Given 3 positive integers, find max number of steps to reduce them to 0

Question

I am solving this question from CodeForces:

We are given three values, r, g and b which represent number of Red, Green and Blue candies in three piles, respectively. Tanya can't eat two candies of the same color in a day i.e., each day she eats exactly two candies of different colors. Find the maximal number of days Tanya can eat candies.

I did it in a simple way as below:

int main() {
    int t, r, g, b;
    cin>>t;

    while(t--) {
        int counter=0;
        cin >> r >> g >> b;

        while(r && g) {
            r--;
            g--;
            counter++;
        }

        while(g && b) {
            g--;
            b--;
            counter++;
        }

        while(r && b) {
            r--;
            b--;
            counter++;
        }

        cout<<counter<<"\n";
    }

    return 0;
}

However, it breaks on the inputs 7 4 10 and 8 2 8. My code returns 7 and 8 respectively, instead of 10 and 9 (I am unsure how 10 and 9 are the expected answers for the inputs). The editorial talks about sorting the input and checking if b <= r + g and returning (r+g+b)/2 if true and r+g otherwise. Suffice to say, I am unable to understand what the editorial says.

Could someone please point out why my logic is incorrect and what am I missing?

Thanks!

Answer 1

Even if your solution is corrected it may not pass all the tests on codeforces as its time complexity is proportional to values of your input numbers. But there exists a solution that has a constant running time regardless of the input numbers.

First, sort 3 input numbers. IF they are not sorted then on each iteration we would need to find maximum and minimum elements and then decrement them. If the numbers are sorted then we know right away where the largest and smallest numbers are and so we can decrement them immediately.

Now, after sorting let's consider possible cases for a,b,c: a<=b<=c:

0.if a is 0 (or a,b or a,b,c) then the number is obviously min(b,c).

1.For a, b, c: b = c, a > 0 it's always better to decrement a,b then a,c in turns as it yields to the maximum number of iterations. For instance, 2,3,3 -> 1,2,3 -> 0,2,2 -> 0,1,1 -> 0,0,0. If a = c and b = c then it' still true - 2,2,2 -> 1,1,2 -> 0,1,1 -> 0,0,0.

2.For a, b, c: a != b and b != c we should keep in mind case 1 that maximises the number of iterations. How to get there?
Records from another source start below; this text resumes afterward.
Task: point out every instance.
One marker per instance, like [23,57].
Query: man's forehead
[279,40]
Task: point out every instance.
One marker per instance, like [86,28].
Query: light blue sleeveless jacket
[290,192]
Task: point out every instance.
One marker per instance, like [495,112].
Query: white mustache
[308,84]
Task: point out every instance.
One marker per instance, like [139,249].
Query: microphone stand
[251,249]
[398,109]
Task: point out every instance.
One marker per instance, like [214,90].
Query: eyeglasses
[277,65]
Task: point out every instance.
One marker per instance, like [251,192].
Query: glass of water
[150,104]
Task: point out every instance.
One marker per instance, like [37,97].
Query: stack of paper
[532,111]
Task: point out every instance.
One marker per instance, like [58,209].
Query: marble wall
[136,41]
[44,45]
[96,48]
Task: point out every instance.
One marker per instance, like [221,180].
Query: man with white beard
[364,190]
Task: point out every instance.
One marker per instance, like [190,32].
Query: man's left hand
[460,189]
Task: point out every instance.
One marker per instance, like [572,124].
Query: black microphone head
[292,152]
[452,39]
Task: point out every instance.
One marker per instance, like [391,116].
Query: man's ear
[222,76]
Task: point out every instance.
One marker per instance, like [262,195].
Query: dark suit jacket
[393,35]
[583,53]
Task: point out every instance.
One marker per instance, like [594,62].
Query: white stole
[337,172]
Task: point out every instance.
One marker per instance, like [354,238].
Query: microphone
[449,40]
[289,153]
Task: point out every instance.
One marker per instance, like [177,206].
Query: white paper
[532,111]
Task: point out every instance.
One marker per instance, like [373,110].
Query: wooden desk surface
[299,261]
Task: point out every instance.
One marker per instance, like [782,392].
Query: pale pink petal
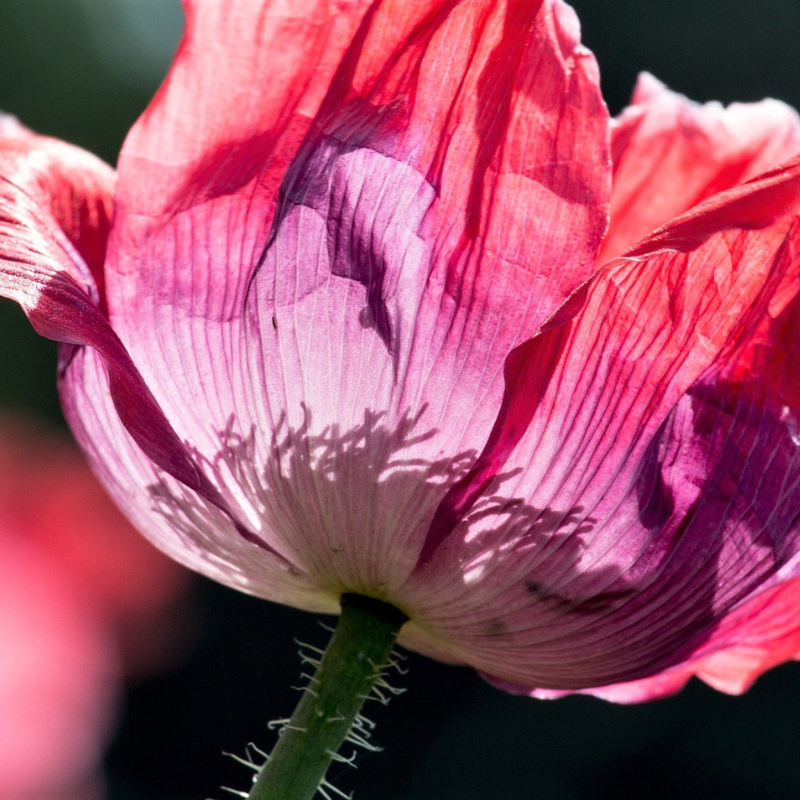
[55,203]
[177,520]
[626,501]
[451,196]
[434,212]
[671,154]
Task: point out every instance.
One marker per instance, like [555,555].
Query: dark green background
[450,736]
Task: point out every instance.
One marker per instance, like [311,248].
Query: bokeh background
[83,70]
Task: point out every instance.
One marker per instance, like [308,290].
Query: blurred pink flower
[80,592]
[361,323]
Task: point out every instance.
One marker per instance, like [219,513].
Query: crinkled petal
[176,519]
[451,195]
[643,478]
[671,154]
[444,178]
[55,206]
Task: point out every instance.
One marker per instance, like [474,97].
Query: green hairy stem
[328,712]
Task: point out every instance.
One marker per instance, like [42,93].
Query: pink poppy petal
[55,203]
[625,502]
[757,636]
[198,183]
[443,207]
[177,520]
[671,154]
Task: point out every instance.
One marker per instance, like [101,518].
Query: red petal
[671,154]
[621,511]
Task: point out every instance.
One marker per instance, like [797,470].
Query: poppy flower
[382,302]
[84,603]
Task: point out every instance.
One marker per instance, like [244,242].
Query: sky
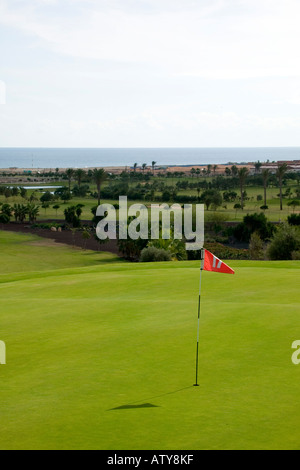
[149,73]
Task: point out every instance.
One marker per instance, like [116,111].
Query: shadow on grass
[135,405]
[127,407]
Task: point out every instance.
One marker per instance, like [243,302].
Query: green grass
[91,341]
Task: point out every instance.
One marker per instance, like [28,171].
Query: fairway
[101,353]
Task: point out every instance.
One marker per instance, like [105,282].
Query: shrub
[285,241]
[154,254]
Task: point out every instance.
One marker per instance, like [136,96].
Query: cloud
[218,39]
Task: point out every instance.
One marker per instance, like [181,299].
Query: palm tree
[242,174]
[99,176]
[33,212]
[234,170]
[257,166]
[281,171]
[79,174]
[56,207]
[69,173]
[265,175]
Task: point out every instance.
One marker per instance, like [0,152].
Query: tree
[47,197]
[33,212]
[242,174]
[257,166]
[234,170]
[56,207]
[280,173]
[23,192]
[285,241]
[265,175]
[70,173]
[193,171]
[99,176]
[211,197]
[256,246]
[45,206]
[79,174]
[294,203]
[86,236]
[72,215]
[20,212]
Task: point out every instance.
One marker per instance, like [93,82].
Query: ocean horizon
[32,157]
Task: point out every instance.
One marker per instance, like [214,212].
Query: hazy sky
[149,73]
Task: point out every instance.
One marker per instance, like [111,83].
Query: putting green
[101,354]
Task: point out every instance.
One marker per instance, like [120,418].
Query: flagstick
[199,299]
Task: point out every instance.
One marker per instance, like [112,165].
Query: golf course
[100,353]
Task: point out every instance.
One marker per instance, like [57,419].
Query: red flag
[212,263]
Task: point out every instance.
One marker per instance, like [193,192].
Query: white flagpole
[198,327]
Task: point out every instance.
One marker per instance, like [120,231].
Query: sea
[109,157]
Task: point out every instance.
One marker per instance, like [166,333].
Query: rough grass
[101,355]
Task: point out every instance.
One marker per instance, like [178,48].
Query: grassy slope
[96,336]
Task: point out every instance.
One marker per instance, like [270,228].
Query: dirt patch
[64,237]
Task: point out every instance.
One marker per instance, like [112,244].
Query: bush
[154,254]
[285,241]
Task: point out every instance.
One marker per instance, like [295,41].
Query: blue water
[90,157]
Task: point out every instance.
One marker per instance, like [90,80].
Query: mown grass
[91,344]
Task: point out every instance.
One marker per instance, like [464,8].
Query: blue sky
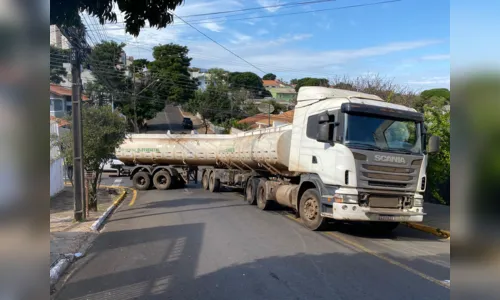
[406,40]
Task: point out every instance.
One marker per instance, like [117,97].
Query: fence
[56,165]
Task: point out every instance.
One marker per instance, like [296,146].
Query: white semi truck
[347,156]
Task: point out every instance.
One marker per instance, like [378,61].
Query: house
[283,94]
[272,84]
[262,120]
[60,100]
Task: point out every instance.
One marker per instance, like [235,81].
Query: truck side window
[312,126]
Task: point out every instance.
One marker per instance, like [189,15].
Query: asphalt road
[168,119]
[192,244]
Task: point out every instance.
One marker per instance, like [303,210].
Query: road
[168,119]
[192,244]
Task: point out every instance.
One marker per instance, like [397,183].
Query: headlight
[341,198]
[418,201]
Well, by decrementing c and a as long as either a becomes 0 (then case 1 isn't needed as we can already calculate the remaining steps as min(b, c - a)) or c becomes equal to b and then it's case 1. If we try to decrement any other pair of numbers then the numbers of iterations will decrease as b will be decreased for no good reason :). After this we can apply case 1.
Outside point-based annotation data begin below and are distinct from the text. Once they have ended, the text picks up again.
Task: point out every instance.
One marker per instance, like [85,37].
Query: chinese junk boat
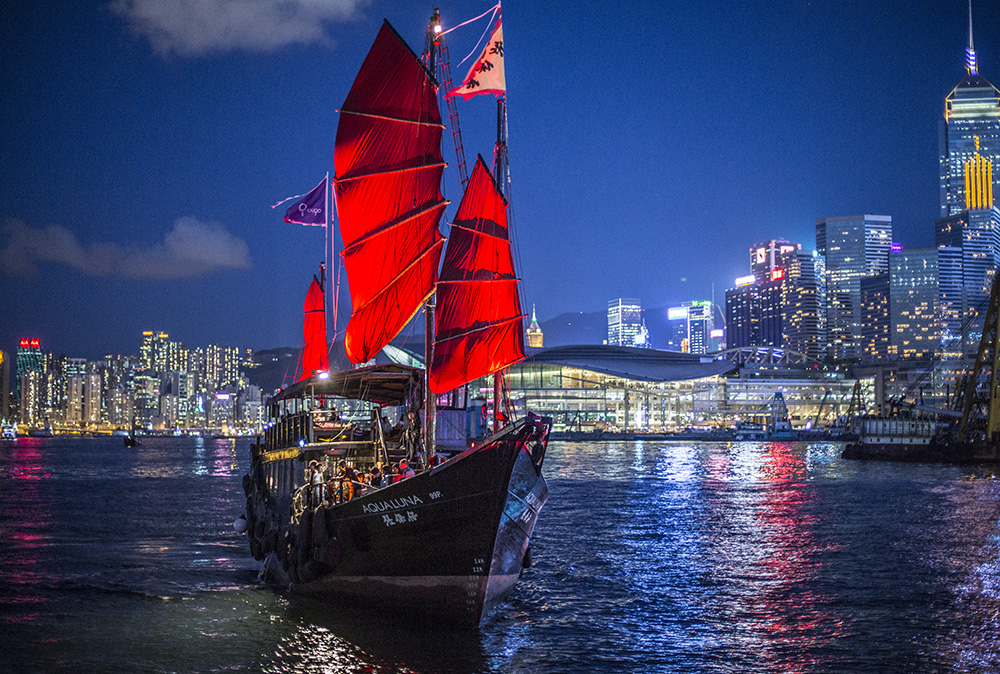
[450,539]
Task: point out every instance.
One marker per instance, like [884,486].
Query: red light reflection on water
[26,520]
[789,609]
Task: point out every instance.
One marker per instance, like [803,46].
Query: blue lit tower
[971,110]
[852,247]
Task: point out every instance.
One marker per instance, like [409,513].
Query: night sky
[144,141]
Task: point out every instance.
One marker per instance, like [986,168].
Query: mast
[500,177]
[430,402]
[970,51]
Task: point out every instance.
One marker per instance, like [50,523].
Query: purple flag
[310,209]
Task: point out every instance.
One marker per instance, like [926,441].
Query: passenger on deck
[404,470]
[317,480]
[411,435]
[347,479]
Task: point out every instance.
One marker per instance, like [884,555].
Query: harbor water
[649,557]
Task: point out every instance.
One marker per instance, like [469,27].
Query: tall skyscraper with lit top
[971,110]
[972,236]
[624,321]
[852,247]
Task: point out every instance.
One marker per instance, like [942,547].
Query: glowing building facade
[971,112]
[624,321]
[852,247]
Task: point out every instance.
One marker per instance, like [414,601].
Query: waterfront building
[971,111]
[876,321]
[771,259]
[534,336]
[33,385]
[701,322]
[975,232]
[914,303]
[690,328]
[153,351]
[178,358]
[742,320]
[804,305]
[29,358]
[93,403]
[624,321]
[5,410]
[852,247]
[588,388]
[222,365]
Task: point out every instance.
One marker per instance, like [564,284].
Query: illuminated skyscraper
[29,359]
[913,296]
[535,337]
[971,110]
[975,232]
[876,319]
[154,352]
[624,321]
[222,365]
[852,247]
[5,411]
[804,305]
[769,260]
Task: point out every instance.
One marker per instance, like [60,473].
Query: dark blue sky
[651,144]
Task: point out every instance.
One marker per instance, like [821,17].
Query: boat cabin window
[453,400]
3.This approach can be implemented in O(1) time complexity.

...    

int main() {
    int t;
    std::cin >> t;

    for (int i = 0; i < t; i++) {
        std::vector<int32_t> array(3);
        for (int32_t& value : array) {
            std::cin >> value;
        }
        std::sort(array.begin(), array.end());
        int32_t days = 0;

        int32_t diff = array[2] - array[1];
        days += (std::min(array[0], diff));
        array[0] -= days;
        array[2] -= days;

        array[2] -= array[0] / 2;
        days += (array[0] / 2);

        array[1] -= array[0] / 2;
        days += (array[0] / 2);

        days += std::min(array[1], array[2]);

        std::cout << days << std::endl;
    }

    return 0;
}

...

Answer 2

Because you need to find the optimal method for this problem.

For example, 1,1,10, the optimal way is to r & b, g & b. In your method, it is only 1 as the result.

Thus we need to sort the three values and always use the biggest number to reach the answer.